Jono Herrington

Posted on Apr 7 • Originally published at jonoherrington.com

Build the System, Not the Prompt

#ai #leadership

If I had to roll out AI again, I wouldn't change the tools. I'd change the approach. I'd start with one repeatable workflow, map every step, define what good output looks like, encode it once, and turn the whole thing into a pipeline. Then I'd improve the system instead of rewriting prompts. That framework didn't come from reading about AI adoption. It came from getting it wrong first and then building my way out across engineering, content creation, and personal workflows until the pattern became impossible to ignore.

The real unlock wasn't a single AI doing a task well. It was learning to orchestrate multiple agents through a shared system that produces consistent output. You can give AI the same prompt twice and get two different results. The only way to get reliability from something inherently variable is to surround it with structure ... defined inputs, clear standards, encoded context. The system is what makes the output trustworthy. The prompt never will.

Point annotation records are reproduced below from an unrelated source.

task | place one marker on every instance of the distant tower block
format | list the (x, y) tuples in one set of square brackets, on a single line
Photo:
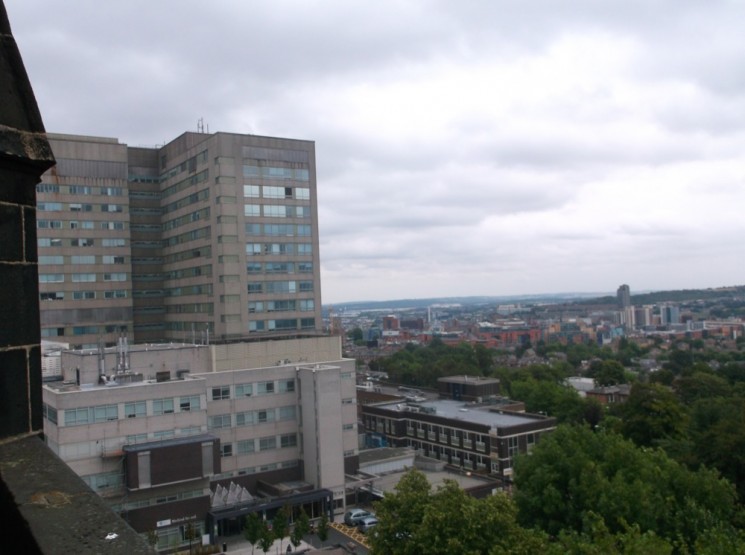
[(624, 296)]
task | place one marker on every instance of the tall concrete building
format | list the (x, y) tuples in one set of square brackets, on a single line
[(623, 296), (211, 236)]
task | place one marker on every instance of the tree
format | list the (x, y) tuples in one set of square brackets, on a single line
[(253, 528), (608, 372), (652, 413), (700, 385), (152, 538), (415, 520), (323, 528), (302, 527), (574, 472), (267, 539), (281, 524)]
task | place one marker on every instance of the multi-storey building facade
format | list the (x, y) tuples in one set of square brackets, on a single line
[(208, 236), (479, 438), (158, 430)]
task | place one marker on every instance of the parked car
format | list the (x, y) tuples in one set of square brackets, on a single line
[(353, 516), (366, 523)]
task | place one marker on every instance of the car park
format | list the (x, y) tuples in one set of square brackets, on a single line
[(353, 516)]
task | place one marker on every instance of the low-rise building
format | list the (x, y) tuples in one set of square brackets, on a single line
[(476, 437), (163, 431)]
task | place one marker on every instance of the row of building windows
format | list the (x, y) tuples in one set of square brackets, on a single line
[(197, 215), (284, 324), (266, 191), (82, 277), (279, 268), (268, 172), (79, 207), (170, 498), (279, 249), (293, 463), (193, 235), (258, 287), (57, 242), (276, 211), (203, 289), (289, 305), (452, 456), (83, 295), (74, 224), (103, 413), (279, 230), (82, 259), (248, 389), (191, 308), (190, 181), (55, 331), (78, 190), (187, 165), (201, 252), (266, 443), (252, 417), (199, 196)]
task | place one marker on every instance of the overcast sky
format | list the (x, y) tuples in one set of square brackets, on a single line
[(470, 147)]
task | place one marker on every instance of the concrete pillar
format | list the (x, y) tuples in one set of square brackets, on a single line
[(24, 156)]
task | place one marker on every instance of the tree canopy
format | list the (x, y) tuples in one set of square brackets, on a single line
[(575, 476)]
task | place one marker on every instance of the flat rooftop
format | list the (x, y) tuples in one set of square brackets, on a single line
[(457, 410), (480, 380)]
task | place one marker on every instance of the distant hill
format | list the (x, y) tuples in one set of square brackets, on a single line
[(689, 295), (399, 304), (553, 298)]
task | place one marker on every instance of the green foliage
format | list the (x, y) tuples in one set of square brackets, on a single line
[(608, 372), (281, 524), (652, 413), (323, 527), (596, 539), (302, 527), (553, 399), (416, 520), (267, 539), (575, 476), (700, 385), (253, 528), (422, 366), (355, 335)]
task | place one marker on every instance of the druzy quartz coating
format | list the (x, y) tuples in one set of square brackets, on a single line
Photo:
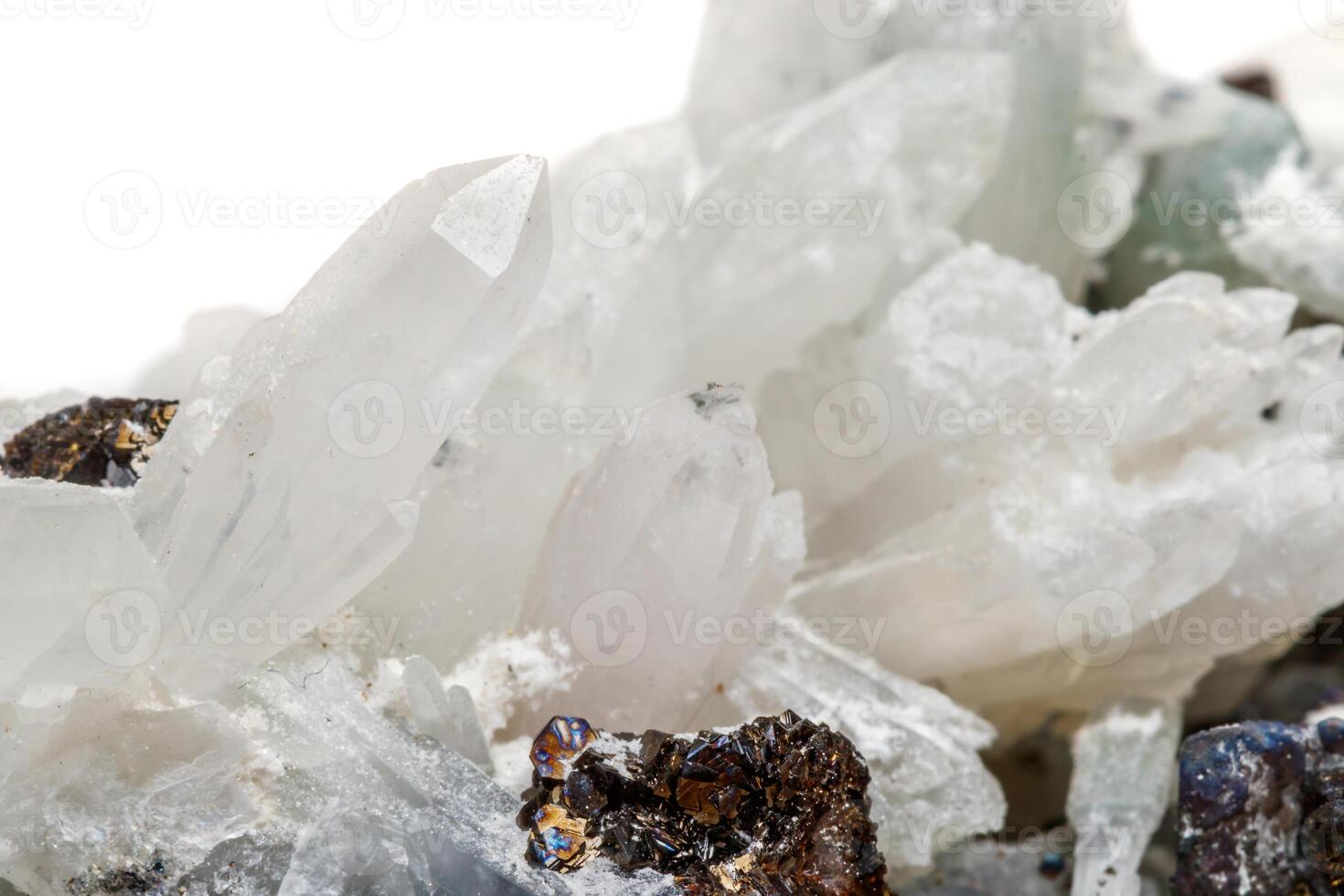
[(100, 443), (775, 806)]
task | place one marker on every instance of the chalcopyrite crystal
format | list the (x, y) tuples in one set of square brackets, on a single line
[(775, 806), (101, 443)]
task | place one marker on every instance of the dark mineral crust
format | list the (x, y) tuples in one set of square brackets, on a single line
[(777, 806), (102, 443), (1263, 810)]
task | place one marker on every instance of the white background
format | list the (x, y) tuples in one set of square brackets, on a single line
[(251, 105)]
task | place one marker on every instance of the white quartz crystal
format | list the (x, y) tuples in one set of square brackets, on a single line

The only way to get reliability from something inherently variable is to surround it with structure.

Here's how that works in practice.

Start With One Repeatable Workflow

Resist every instinct to go wide.

Most AI rollouts start by giving everyone access and seeing what happens. That approach produces twenty people prompting individually, all getting decent results, none of them building on each other. I read a thread last year where over 500 experienced engineers described what happened when their companies rolled out AI. The stories were remarkably similar. Leadership gave everyone access, maybe ran a training session, and then measured adoption by how many people were using the tools. Almost nobody described a system.

Pick one workflow instead. Not the most exciting one. Not the one with the biggest potential ROI on a slide deck. The most repeatable one. The task that happens the same way, with the same inputs, producing roughly the same shape of output, over and over again. For my engineering team, that was scaffolding a new service endpoint. Every engineer did it. Every engineer did it slightly differently. And every time AI helped with it, the slight differences multiplied.

One workflow gives you a contained environment where you can see what works, what breaks, and what the tool actually needs from you before you've spread the experiment across your entire surface area.

Map Every Step

The mapping is where most teams skip ahead, and it's where the real value hides.

Sit down and write out what a human actually does when they complete this workflow. Not the idealized version. Not the documented version from a wiki page nobody has updated since 2023. The real version. The one that includes the implicit decisions people make without thinking about them ... which logging pattern to use, how to handle the auth layer, whether to write the test first or after, what error messages should say.

When we mapped our endpoint scaffolding workflow, we found twelve distinct decisions that engineers were making individually every time. Twelve places where the output could diverge. Most of those decisions were invisible. Nobody had ever written them down because they felt obvious to the person making them. What's obvious to the engineer who's been on the team for three years is a guess for the engineer who started last month. And it's completely opaque to the AI.

The map doesn't have to be pretty. Ours was a markdown file with numbered steps and notes about where judgment calls happen. But having it at all changed the conversation from "how do we prompt this better" to "what decisions does this workflow actually require."

Define Good Output

This is the step most teams skip entirely, and it's the one that makes everything else work.

Before we let the tool generate a single line of code for our mapped workflow, we wrote down what a good result looks like. Not vaguely. Specifically. A good endpoint scaffold in our system uses this error handling pattern. It logs with this format. It follows this naming convention. It includes these specific tests. The auth layer integrates this way. State management follows this approach.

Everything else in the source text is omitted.